Firstly, it shows that my parents were capable of demonstrating their love for me as a child, at least from time to time, by giving me some toys to play with. Not so many that I became spoilt and grew up to be some kind of arrogant, overbearing and selfish nitwit, but enough that I didn't need to compensate later in life for an impoverished childhood by buying as much sporting equipment as possible. Let's face it, the only people that compete in triathlons are ones that get excited by the thought of owning wetsuits, and aerodynamic triathlon bicycles with stupid handlebars, and shoes with velcro instead of laces. It's a shame that you weren't given a small wooden fire engine to play with at the age of 5, but I suppose those are the breaks.
Secondly, when I was a small child, my parents realised the values of personal responsibility and manual dexterity and taught me how to tie my shoes. No need for velcro for me - I've got laces on my footwear, and I'm quite capable of tightening or loosening it depending on the situation. That's me, not some shoe-butler that has to be called whenever it's time to put on a pair of brogues. If you need velcro to get your shoes on and off then since velcro was only invented/given to us by aliens * in the 1950s, a century ago you would probably have been the kind of dimwit that wore clogs and thought that was a lifestyle choice. Or you were Dutch. I'll get on to that later.

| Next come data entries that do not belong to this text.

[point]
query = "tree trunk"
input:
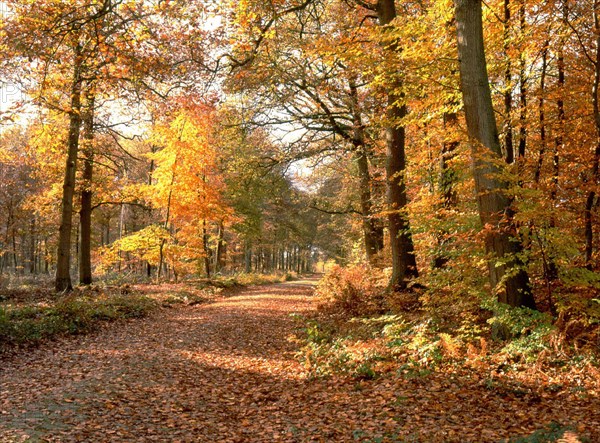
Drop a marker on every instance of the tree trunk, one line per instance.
(522, 93)
(63, 262)
(207, 252)
(508, 139)
(372, 231)
(220, 252)
(494, 206)
(591, 197)
(404, 264)
(447, 182)
(542, 114)
(85, 214)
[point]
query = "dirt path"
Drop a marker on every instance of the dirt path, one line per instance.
(226, 372)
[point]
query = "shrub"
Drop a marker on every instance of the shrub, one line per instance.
(356, 291)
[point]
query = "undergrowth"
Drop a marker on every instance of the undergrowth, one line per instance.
(361, 330)
(70, 314)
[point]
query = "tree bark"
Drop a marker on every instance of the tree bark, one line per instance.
(63, 262)
(507, 276)
(85, 214)
(372, 231)
(591, 196)
(404, 264)
(508, 134)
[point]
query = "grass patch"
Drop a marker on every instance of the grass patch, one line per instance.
(71, 314)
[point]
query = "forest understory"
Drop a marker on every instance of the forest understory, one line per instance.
(274, 363)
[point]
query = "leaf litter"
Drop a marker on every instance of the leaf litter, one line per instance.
(227, 372)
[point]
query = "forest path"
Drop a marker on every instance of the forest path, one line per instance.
(226, 372)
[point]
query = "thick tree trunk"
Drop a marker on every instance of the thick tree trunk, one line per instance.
(85, 214)
(404, 264)
(494, 205)
(63, 262)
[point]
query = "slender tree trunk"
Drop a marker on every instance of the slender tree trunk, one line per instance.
(85, 214)
(220, 252)
(447, 181)
(494, 206)
(32, 244)
(542, 114)
(404, 264)
(508, 134)
(63, 262)
(522, 92)
(591, 197)
(207, 253)
(372, 230)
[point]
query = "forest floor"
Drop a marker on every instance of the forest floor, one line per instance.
(227, 371)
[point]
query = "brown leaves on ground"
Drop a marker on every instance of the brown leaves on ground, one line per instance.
(226, 372)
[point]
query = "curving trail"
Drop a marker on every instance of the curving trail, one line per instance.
(226, 372)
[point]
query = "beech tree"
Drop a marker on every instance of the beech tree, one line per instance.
(507, 275)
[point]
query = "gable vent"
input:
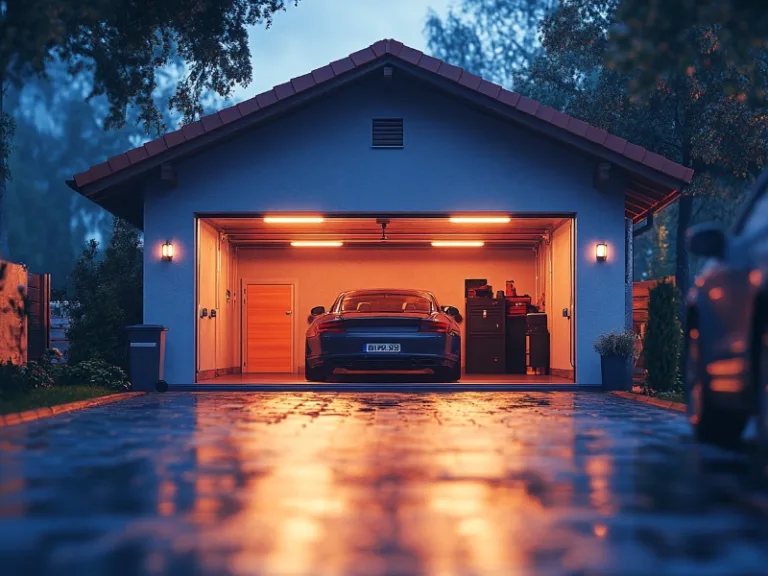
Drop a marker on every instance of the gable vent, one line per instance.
(387, 133)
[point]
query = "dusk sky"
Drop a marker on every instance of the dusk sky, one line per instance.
(319, 31)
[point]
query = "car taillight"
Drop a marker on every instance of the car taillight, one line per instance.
(330, 327)
(434, 326)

Thirdly, when I was a child my parents didn't allow me to eat too many foods that were laced with E-numbers and additives. As a result I have the ability to concentrate for more than ten minutes on any particular thing. If I read a book, I don't have to stop every two minutes because I want to watch a moth flying round the room. If I want to go for a run, I'll go for a run. If I want to go cycling, I'll get on my bike. I don't have the gadfly attention span that means that after half an hour of swimming, I think "bored now!" and have to get on a bike. Or go riding for a couple of miles, and then think "well, I'm not very good at this. Maybe I'll try running for a change instead." Maybe if you could take a Game Boy with you to the swimming pool, you never would have had the kind of brain-addled idiocy come over you that made you think it was time to do a triathlon.
Oh, and fourth, if you were any good at all at any one of those sports, why didn't you stick to it? Ah. That's right, because you're rubbish at all three. Quantity doesn't always imply quality, you know.